Stollenwerk Björn, Welchowski Thomas, Vogl Matthias, Stock Stephanie
Institute of Health Economics and Health Care Management, Helmholtz Zentrum München (GmbH), Ingolstädter Landstraße 1, 85764, Neuherberg, Germany.
Institut für Medizinische Biometrie, Informatik und Epidemiologie (IMBIE), Universitätsklinikum Bonn, Sigmund-Freud-Straße 25, 53105, Bonn, Germany.
Eur J Health Econ. 2016 Apr;17(3):235-44. doi: 10.1007/s10198-015-0667-z. Epub 2015 Feb 4.
Despite the increasing availability of routine data, no analysis method has yet been presented for cost-of-illness (COI) studies based on massive data. We aim, first, to present such a method and, second, to assess the relevance of the associated gain in numerical efficiency. We propose a prevalence-based, top-down regression approach consisting of five steps: aggregating the data; fitting a generalized additive model (GAM); predicting costs via the fitted GAM; comparing predicted costs between prevalent and non-prevalent subjects; and quantifying the stochastic uncertainty via error propagation. To demonstrate the method, it was applied to aggregated data in the context of chronic lung disease to German sickness funds data (from 1999), covering over 7.3 million insured. To assess the gain in numerical efficiency, the computational time of the innovative approach has been compared with corresponding GAMs applied to simulated individual-level data. Furthermore, the probability of model failure was modeled via logistic regression. Applying the innovative method was reasonably fast (19 min). In contrast, regarding patient-level data, computational time increased disproportionately by sample size. Furthermore, using patient-level data was accompanied by a substantial risk of model failure (about 80 % for 6 million subjects). The gain in computational efficiency of the innovative COI method seems to be of practical relevance. Furthermore, it may yield more precise cost estimates.

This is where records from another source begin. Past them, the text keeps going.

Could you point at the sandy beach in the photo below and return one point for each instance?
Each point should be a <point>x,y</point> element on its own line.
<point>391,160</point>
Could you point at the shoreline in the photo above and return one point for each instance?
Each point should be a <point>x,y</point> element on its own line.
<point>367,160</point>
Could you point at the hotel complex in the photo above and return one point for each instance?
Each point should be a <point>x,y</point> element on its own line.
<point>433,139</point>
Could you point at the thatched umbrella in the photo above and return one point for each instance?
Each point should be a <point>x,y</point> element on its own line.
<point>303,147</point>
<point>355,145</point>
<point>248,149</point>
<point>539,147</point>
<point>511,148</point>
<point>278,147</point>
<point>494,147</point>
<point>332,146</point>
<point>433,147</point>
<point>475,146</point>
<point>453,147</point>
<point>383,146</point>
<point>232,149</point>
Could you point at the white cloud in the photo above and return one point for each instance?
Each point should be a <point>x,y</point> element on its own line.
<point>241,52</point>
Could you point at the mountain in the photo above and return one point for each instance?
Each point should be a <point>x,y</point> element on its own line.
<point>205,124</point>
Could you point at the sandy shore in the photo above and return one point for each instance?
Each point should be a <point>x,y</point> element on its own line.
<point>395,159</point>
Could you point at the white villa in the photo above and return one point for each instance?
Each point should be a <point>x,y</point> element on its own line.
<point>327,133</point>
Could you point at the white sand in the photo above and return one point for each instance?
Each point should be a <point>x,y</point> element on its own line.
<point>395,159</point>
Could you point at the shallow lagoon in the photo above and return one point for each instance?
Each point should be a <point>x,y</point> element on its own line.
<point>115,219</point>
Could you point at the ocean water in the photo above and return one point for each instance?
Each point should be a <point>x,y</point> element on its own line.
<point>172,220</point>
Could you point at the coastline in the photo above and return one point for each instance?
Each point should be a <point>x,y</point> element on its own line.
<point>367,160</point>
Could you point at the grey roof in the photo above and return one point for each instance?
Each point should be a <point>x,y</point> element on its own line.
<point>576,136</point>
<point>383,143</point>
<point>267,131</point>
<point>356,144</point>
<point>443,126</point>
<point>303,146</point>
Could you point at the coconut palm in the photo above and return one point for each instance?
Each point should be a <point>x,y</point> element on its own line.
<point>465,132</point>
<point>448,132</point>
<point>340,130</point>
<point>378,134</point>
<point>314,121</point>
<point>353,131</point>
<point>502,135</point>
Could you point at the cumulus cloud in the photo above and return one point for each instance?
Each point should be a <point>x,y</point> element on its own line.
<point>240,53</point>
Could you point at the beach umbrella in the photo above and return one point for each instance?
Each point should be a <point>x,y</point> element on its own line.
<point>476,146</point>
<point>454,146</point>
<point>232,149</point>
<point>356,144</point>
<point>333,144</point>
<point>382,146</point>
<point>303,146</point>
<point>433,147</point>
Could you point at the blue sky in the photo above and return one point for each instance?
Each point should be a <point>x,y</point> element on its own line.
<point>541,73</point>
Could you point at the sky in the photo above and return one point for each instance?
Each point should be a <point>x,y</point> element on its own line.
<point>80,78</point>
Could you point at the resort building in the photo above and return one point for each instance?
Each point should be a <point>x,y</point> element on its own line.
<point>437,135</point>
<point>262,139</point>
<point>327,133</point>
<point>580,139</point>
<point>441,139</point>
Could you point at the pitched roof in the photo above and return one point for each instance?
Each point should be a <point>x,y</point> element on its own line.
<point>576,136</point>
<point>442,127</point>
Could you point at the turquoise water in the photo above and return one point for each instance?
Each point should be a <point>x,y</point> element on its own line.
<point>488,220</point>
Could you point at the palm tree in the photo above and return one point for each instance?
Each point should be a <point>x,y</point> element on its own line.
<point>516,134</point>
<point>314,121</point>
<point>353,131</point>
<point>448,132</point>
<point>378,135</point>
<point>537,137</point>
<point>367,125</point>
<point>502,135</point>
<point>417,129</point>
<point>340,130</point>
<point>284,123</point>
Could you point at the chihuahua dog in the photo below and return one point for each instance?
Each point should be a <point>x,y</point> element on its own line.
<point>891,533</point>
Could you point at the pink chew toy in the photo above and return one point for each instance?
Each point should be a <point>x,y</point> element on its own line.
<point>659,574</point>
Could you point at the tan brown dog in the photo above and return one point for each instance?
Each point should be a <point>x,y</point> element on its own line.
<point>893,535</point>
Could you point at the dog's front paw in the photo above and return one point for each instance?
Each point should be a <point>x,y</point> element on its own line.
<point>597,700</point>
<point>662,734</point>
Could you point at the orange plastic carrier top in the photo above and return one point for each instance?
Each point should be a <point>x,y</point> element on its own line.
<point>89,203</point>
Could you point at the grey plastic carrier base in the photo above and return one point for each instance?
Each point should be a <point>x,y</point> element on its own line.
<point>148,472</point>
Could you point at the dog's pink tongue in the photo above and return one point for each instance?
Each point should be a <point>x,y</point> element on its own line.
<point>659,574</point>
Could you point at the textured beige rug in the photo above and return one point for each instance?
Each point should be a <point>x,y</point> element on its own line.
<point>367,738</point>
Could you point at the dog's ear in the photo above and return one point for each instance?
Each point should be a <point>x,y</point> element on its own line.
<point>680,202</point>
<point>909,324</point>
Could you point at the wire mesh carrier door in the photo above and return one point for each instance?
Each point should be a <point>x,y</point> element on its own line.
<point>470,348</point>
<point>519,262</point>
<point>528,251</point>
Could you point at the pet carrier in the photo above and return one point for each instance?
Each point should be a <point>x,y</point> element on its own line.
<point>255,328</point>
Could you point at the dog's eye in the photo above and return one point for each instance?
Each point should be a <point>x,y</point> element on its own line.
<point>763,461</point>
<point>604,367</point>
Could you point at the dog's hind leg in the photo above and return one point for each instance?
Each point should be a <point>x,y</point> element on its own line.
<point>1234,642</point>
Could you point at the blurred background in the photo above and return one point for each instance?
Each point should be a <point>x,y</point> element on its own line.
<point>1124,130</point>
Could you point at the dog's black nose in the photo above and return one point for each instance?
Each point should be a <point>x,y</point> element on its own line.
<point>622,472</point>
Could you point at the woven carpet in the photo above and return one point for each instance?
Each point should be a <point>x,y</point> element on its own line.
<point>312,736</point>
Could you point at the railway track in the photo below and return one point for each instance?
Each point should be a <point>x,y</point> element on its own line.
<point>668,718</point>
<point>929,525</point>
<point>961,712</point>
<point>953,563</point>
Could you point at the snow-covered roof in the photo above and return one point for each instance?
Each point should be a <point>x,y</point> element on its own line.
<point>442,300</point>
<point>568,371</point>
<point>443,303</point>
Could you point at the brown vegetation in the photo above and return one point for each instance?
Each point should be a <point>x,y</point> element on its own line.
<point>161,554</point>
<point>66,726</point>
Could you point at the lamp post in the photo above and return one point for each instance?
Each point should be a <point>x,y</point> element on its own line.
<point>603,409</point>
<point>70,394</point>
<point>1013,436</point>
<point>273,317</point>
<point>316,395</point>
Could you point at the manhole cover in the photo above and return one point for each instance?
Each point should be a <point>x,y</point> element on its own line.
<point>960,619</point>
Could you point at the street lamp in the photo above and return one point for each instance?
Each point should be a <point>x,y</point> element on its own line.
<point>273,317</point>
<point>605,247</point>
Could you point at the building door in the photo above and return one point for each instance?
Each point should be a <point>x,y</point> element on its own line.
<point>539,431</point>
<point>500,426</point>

尽管常规数据的可获取性日益提高,但尚未有针对基于海量数据的疾病成本(COI)研究的分析方法。我们的目标,一是提出这样一种方法,二是评估在数值效率方面相关提升的相关性。我们提出一种基于患病率的自上而下回归方法,该方法包括五个步骤:汇总数据;拟合广义相加模型(GAM);通过拟合的GAM预测成本;比较患病和未患病个体的预测成本;以及通过误差传播量化随机不确定性。为了演示该方法,将其应用于慢性肺病背景下的汇总数据,即德国疾病基金数据(来自1999年),涵盖超过730万参保人。为了评估数值效率的提升,将创新方法的计算时间与应用于模拟个体层面数据的相应GAM进行了比较。此外,通过逻辑回归对模型失败的概率进行了建模。应用创新方法相当快(19分钟)。相比之下,对于患者层面的数据,计算时间随样本量不成比例地增加。此外,使用患者层面的数据伴随着模型失败的重大风险(600万受试者时约为80%)。创新的COI方法在计算效率方面的提升似乎具有实际意义。此外,它可能会产生更精确的成本估计。